Tagging

Tagging is an advanced topic and you should only consider using it if you need to optimize search speeds.

Humio stores data in physical partitions called datasources. Parsers can be configured to assign events to a particular datasource based on specific fields – this is called tagging.

If tagging is done poorly and you create too many different tag combinations performance suffers. You can read more about tags and datasources in a blog post.

Assigning Tags to Events

Parsers are responsible for assigning tags to events. The proper way of tagging an event depends on how you intend to search in your repository and therefore most built-in parsers will not tag events at all.

Tags are always assigned based on field values. To use a field as a tagging field you go to the Settings -> Tagging page while editing a parser. There you can specify which fields should be used for tagging. Remember to limit yourself as each unique tag combination will create a separate datasource and require heap memory.

Make sure you pick fields with a limited value space. E.g. for HTTP Access Logs a good tagging field could be the HTTP Method because it has a limited set of possible values GET, POST, HEAD etc. and is something which would be part of almost every search query.

Tagging and Humio’s Ingest API

It is also possible to specify tags as part of the data sent to Humio. For instance when using Humio’s structured ingest endpoint all fields are already defined by the client and no parsing is involved during ingest. Here it is possible to specify which tags should be assigned as part of the message.

Tagging and Filebeat

When shipping data via Filebeat you can add tags as part of the Filebeat configuration on the client-side. These tags will be added to all events.

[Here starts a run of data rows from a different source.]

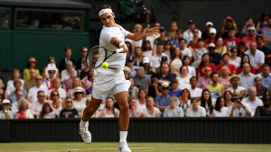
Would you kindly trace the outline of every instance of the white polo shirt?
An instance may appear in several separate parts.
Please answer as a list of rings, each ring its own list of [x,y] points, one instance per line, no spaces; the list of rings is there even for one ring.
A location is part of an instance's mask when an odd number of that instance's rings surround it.
[[[113,44],[110,43],[111,39],[117,38],[121,42],[125,42],[125,37],[127,36],[130,32],[126,31],[122,26],[116,24],[116,27],[106,27],[103,26],[103,29],[99,36],[99,45],[109,51],[114,51],[118,48],[116,48]],[[105,51],[99,50],[98,58],[96,65],[99,65],[104,61]],[[125,63],[126,59],[126,53],[116,53],[107,59],[110,67],[117,68],[123,70],[125,67]],[[104,73],[105,68],[98,68],[98,72]]]
[[[256,69],[258,68],[259,64],[265,63],[265,54],[258,49],[256,49],[255,55],[251,53],[250,49],[248,49],[245,54],[249,57],[250,65],[255,67]]]

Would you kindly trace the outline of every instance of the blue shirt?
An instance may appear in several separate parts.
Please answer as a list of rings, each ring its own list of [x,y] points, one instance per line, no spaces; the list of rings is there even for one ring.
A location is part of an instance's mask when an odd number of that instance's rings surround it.
[[[162,95],[156,96],[155,97],[155,104],[158,106],[168,106],[169,105],[169,98],[170,95],[167,94],[166,98],[163,98]]]
[[[262,76],[262,85],[263,86],[266,87],[267,89],[271,86],[271,74],[266,77],[263,74],[261,74]]]

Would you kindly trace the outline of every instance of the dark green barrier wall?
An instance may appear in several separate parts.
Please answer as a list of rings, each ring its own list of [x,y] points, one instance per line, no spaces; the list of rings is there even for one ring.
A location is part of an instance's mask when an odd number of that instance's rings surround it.
[[[0,141],[79,141],[79,119],[0,121]],[[117,119],[92,119],[94,142],[117,142]],[[131,119],[128,141],[271,143],[270,118]]]
[[[73,49],[72,57],[79,58],[80,49],[89,46],[89,33],[39,31],[0,31],[0,69],[23,69],[30,57],[36,58],[38,68],[47,65],[49,57],[57,64],[64,57],[64,49]]]

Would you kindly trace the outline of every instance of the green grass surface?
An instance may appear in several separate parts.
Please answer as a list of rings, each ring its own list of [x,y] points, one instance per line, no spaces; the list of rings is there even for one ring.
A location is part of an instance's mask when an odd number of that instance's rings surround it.
[[[117,143],[93,142],[37,142],[0,143],[1,152],[116,152]],[[133,152],[262,152],[271,151],[271,145],[264,144],[188,144],[188,143],[129,143]]]

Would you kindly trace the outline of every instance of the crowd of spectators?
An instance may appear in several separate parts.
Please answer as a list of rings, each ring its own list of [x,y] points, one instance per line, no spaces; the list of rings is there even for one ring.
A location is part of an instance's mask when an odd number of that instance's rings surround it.
[[[124,69],[131,81],[130,117],[253,117],[271,116],[271,15],[260,22],[248,18],[242,29],[227,16],[219,28],[211,22],[201,31],[193,20],[187,30],[170,23],[154,26],[159,36],[129,48]],[[141,24],[134,32],[142,32]],[[30,58],[23,76],[14,68],[5,84],[0,79],[0,119],[79,118],[89,103],[94,69],[65,49],[60,61],[50,58],[42,72]],[[4,89],[5,88],[5,90]],[[95,118],[118,117],[113,96],[105,99]]]

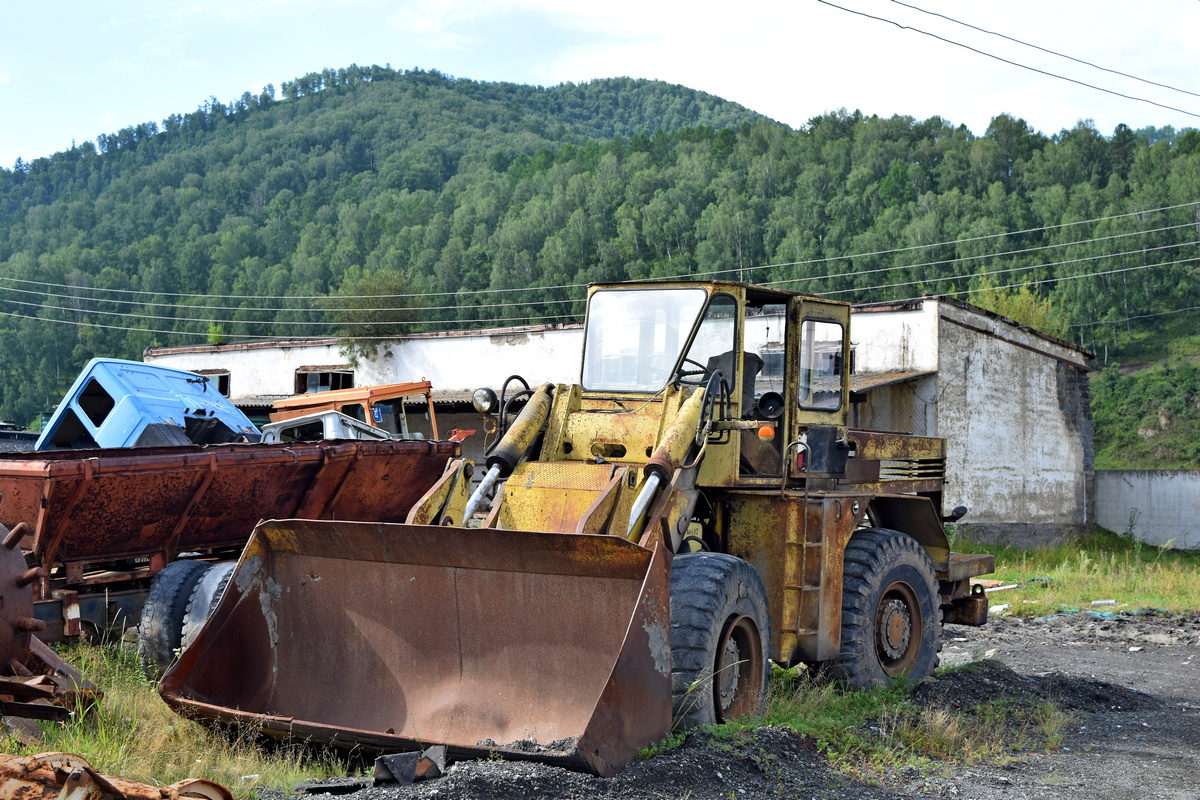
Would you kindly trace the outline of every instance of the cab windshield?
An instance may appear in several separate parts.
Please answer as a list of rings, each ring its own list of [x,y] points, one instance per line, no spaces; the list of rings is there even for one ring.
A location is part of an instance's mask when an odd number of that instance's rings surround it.
[[[704,289],[601,289],[588,301],[583,387],[656,392],[704,308]]]

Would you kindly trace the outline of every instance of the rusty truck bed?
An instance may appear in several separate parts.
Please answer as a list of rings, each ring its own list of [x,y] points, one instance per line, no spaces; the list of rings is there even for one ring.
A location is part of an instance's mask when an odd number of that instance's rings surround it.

While tagging this way is possible, the recommended way to tag is to specify the tagging fields in the parser’s settings.

The only exception is the #type tag. The #type tag can be used specify parser that should be use for ingestion when events arrives at Humio. But in general it is a much more flexible solution to assign parsers via ingest tokens and avoid specifying the parser on the sender side.

Example

Assume you have an Nginx server which is sending access logs to Humio. You have also defined the two fields method and secret as tagging fields.

Now assume that some URL contains sensitive information and you would like to limit access to them to only a subset of your Humio users. In this case we will say that any URL that starts with one of:

  • /transactions/
  • /admin/

Should be tagged as secret. Lets write the parser:

// The full accesslog parser has been left out for brevity.
... |
case {
  // CASE: Match events with a url field starting /transactions/ or /admin/
  url = "/transactions/*" OR "/admin/*" | secret := true;

  // CASE: Match all other events
  true | secret := false;
}

We could now create a view for the users that don’t have access rights to look at the data marked as secret=true.

Note that we created a new field as part of the parsing process which was then used to tag the incoming events. Had we not defined secret as a tagging field the view would still work perfectly fine. In fact we would get the exact same results - albeit without the performance enhancement of the tag based search.